= Tamar (Lommel) =

Tamar was a maternity home for unmarried mothers and their children located in the Belgian city of Lommel, run by the Congregation of Kindsheid Jesu. It was established in 1970 on the attic of the Maria Middelares Hospital and moved in 1976 to its own building next to the hospital. Tamar was established to help young women who were pregnant out of wedlock. Tamar became notorious for its involvement in forced adoptions and unwanted sterilizations of young girls.

Tamar operated during a period in Belgium when adoption practices were often shrouded in secrecy and church-run institutions held significant influence over many aspects of society. One of the aspects of Tamar’s operations was the involvement in anonymous births in France, known as Sous X (literally "under X"), a practice that was legal in France but prohibited in Belgium. Many young women, often teenagers, were forced to travel to France to give birth anonymously. Afterward, the children were illegally brought back into Belgium and put up for adoption. This without consent from the mothers.

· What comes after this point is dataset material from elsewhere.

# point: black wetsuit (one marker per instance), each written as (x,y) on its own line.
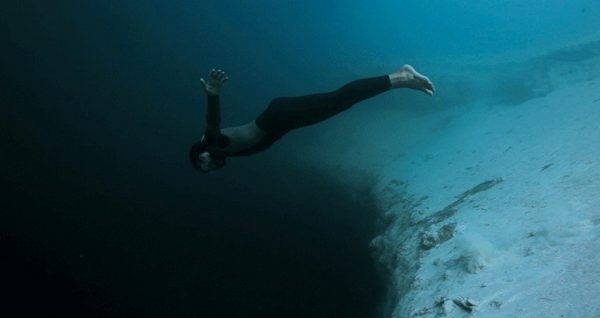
(287,113)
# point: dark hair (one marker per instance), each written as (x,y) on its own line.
(195,150)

==Political and legal consequences==
The full extent of the stories about Tamar became increasingly clear after the 2014 hearings in the Flemish Parliament about forced adoptions. During these hearings, the management of Tamar refused to apologize to the victims. Former director Josse Tips defended the adoptions, stating that they were largely carried out "at the request of the parents," a claim that was later contradicted by several testimonies from mothers who had been forced to relinquish their children

The 2023 podcast series Kinderen van de kerk (Children of the Church) delves deep into the stories about Tamar and shedding light on the church's influence on adoption practices. In this four-part series, the main accusations center on the belief that the Sisters at Tamar were involved in "laundering children" as a form of human trafficking. These children, often taken against the will of their mothers, were allegedly placed into adoptions that were profitable for the church-run institutions. The allegations suggest that money played a significant role in these decisions, furthering the idea that the children were treated as commodities. The organisation Tamar ended there operations in 2014.